Ma non c’è solo la sfiducia. “Ci sono segnali – dice il numero uno della Cei – che certificano come vi sia, ad esempio, un popolo insospettabile e non residuale fedele alla preghiera del Rosario e alla Messa quotidiana, magari seguite alla televisione. La cittadinanza è più in avanti di quanto non si pensi. I colpi della vita inducono, infatti, ad essere meno superficiali, a diventare più riflessivi, a riscoprire i valori veri”.

E allora, “non può esistere una pastorale solo stanziale” perché “le persone e le famiglie si muovono, emigrano più facilmente, si spostano la domenica, dividono la settimana tra località diverse, senza dire che non c’è parrocchia in cui non risiedano degli immigrati, per di più provenienti da diverse parti del mondo, dunque di culture e religioni differenti”. E i vescovi non si possono “tagliarsi fuori dalla vita”. “Nessuna persona, nessuna famiglia vanno lasciate a se stesse, ignorate, non interpellate”. È ancora la parrocchia al centro della prolusione di Bagnasco. Una parrocchia che deve tornare, ma deve anche adeguarsi ai tempi. Perché  “la parrocchia ha un centro nella chiesa, e soprattutto nell’Eucarestia, ma questo centro è tale se si irradia e va lontano, se interessa non solo le età ma anche gli ambienti. Ecco perché nel decennio scorso, ad un certo punto, si è parlato di «pastorale integrata»: si invocava un’integrazione effettiva tra le potenzialità delle parrocchie e quelle dei gruppi, delle associazioni, dei movimenti, ciascuno con la disponibilità ad integrarsi e lasciarsi integrare, a sagomarsi per quanto è possibile sulla base delle urgenze e delle necessità, non illudendosi che l’autoreferenzialità assicuri di fatto un futuro”.

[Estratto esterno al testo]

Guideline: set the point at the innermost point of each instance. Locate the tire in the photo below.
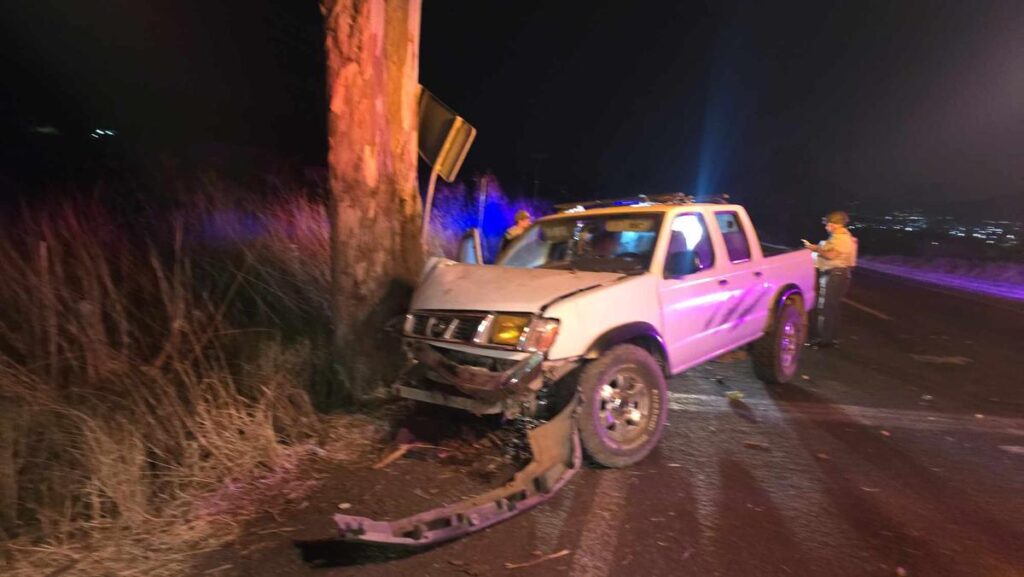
(625, 404)
(776, 355)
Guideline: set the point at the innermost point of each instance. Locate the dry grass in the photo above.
(125, 390)
(157, 372)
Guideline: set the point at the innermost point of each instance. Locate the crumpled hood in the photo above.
(453, 286)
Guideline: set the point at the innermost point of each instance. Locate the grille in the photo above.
(443, 326)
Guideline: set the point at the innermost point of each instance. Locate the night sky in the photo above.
(889, 101)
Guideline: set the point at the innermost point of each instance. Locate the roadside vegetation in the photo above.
(155, 353)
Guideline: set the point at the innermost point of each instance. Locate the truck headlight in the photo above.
(507, 329)
(525, 333)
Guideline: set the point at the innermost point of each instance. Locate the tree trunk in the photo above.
(375, 209)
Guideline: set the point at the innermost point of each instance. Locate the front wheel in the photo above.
(776, 355)
(625, 406)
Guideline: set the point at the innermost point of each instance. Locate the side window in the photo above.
(735, 237)
(689, 246)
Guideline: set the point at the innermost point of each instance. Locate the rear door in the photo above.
(743, 319)
(691, 292)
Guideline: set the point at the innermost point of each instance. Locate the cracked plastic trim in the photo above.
(557, 456)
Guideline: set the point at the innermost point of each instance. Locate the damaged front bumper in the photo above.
(557, 457)
(481, 383)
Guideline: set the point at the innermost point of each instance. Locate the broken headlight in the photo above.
(525, 333)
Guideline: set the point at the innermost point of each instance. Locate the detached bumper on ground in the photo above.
(557, 457)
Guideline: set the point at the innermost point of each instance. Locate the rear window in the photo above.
(735, 238)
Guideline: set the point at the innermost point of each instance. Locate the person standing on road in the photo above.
(522, 221)
(835, 259)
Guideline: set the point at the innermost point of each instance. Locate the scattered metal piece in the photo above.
(532, 562)
(941, 360)
(556, 457)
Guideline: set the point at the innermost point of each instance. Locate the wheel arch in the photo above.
(639, 333)
(784, 294)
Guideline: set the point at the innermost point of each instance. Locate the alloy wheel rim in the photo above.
(623, 409)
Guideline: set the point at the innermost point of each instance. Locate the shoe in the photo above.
(817, 343)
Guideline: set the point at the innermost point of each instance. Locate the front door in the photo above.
(693, 293)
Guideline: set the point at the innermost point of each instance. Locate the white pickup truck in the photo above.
(602, 303)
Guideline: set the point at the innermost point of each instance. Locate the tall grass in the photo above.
(152, 354)
(124, 387)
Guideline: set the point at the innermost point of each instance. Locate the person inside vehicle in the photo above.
(522, 221)
(603, 245)
(835, 259)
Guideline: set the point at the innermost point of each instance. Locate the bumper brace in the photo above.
(557, 457)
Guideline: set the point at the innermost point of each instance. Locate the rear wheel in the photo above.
(776, 355)
(625, 406)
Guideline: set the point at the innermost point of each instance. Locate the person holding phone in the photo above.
(835, 259)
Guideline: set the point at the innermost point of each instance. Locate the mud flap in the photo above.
(557, 457)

C’è bisogno di sacerdoti, che siano testimoni (e all’inizio della prolusione Bagnasco fa esempi di testimonianza, da don Ivan Martini, il parroco morto in Emilia a causa del crollo della sua chiesa, al cardinal Martini, passando per il vescovo Schettino, presidente della Fondazione Migrantes recentemente scomparso) e che siano santi. “Non c’è dubbio – dice Bagnasco – che dobbiamo imprimere una decisa accelerazione alla pastorale vocazionale, attraverso anche una dedizione specifica di noi Vescovi e una mobilitazione affettiva e orante del popolo di Dio”.

Anche qui, però, ci sono segnali di speranza. “Il fatto – dice l’arcivescovo di Genova –  che vi siano diocesi e regioni che risentono assai meno della crisi dice che vi sono possibilità da mettere in campo e risorse da esplorare. Anche nei territori più ispidi si possono avere risultati consolanti”.

Sono risposte importanti, da dare all’interno di un processo di secolarizzazione che – dice Bagnasco –  “oltre a sfidare la Chiesa nei Paesi occidentali di antica conversione, definisce la situazione della fede anche in contesti assolutamente diversi”. “Il Papa – ricorda il cardinale – non da oggi si sofferma sul carattere del nostro tempo «nel quale Dio è diventato per molti il grande Sconosciuto e Gesù semplicemente un grande personaggio del passato»” C’è bisogno di santi e testimoni per portare avanti la quaestio fide, sfida “prioritaria” di questo pontificato. “Per i fantasmi antireligiosi che stanno facendo la loro comparsa anche in Europa – ricorda Bagnasco – e per una fobia anti-cattolica irragionevole che qua e là si manifesta, sappiamo che (e qui Bagnasco cita il discorso del Papa ai vescovi Usa in visita ad limina, ndr) «La nostra fedeltà al Vangelo ci può costare cara, la verità di Cristo non ha bisogno solo di essere compresa, articolata e difesa, ma anche di essere proposta con gioia e fiducia come chiave della realizzazione umana autentica e del benessere della società nel suo insieme»”.